Farmer Focus: OSR drilling – early, late or in between?
The fact that harvest has carried on a week into September is unusual enough for us, but to still be making hay at the same time is a first as far as I can remember.
Mud and worm casts on the crops, which cause problems in the combine, is also a new experience.
Wishing for a normal year has long gone out of the window and perhaps normal now includes some kind of extreme, at least extreme in terms of our relatively benign climate.
See also: Low-carbon fertilisers put to test in Bedfordshire
In more positive moments, we sigh and say every year being different keeps it interesting, and certainly farming would be less interesting if there was only one way to grow a tonne of wheat.
We are now seeing subtle differences in approach with our new agronomist, despite new and old both being highly regarded and us only moving as the previous person moved.
The old saying that farmers change wives or husbands more often than they change agronomists is happily not true for me as I am now on my sixth advisor, so would probably have lost the whole farm in divorce proceedings if I had followed that statistic.

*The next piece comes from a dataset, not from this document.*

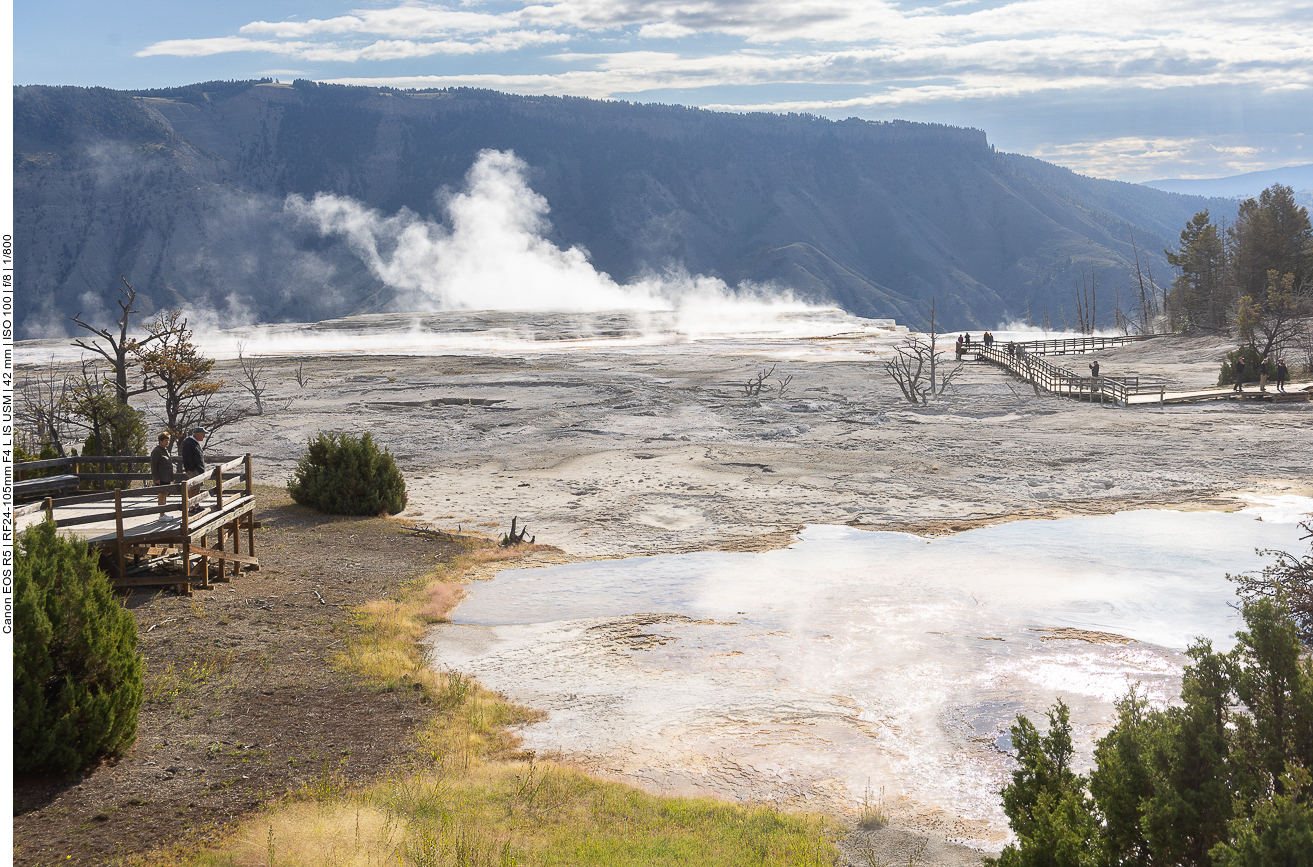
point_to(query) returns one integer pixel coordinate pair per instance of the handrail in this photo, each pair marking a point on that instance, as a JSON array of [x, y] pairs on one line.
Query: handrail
[[1031, 367]]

One point agronomists, agronomy companies, farmers and the farming press seem to differ on widely is the best time now to plant oilseed rape to avoid losses to flea beetle.
I think I have managed to narrow the advice down to either early or late, or somewhere in between, often with handy additions of “do it whenever you can”, and “we’ll only really know this time next year”.
Perhaps more due to the weather than any cunning planning, we will end up with some early August and some mid-September planted crops this year, so we’ll see how that works out.
Anecdotally, in our corner of the world the late-planted crops seemed to fare better this year, but perhaps we still have more flea beetle than other areas?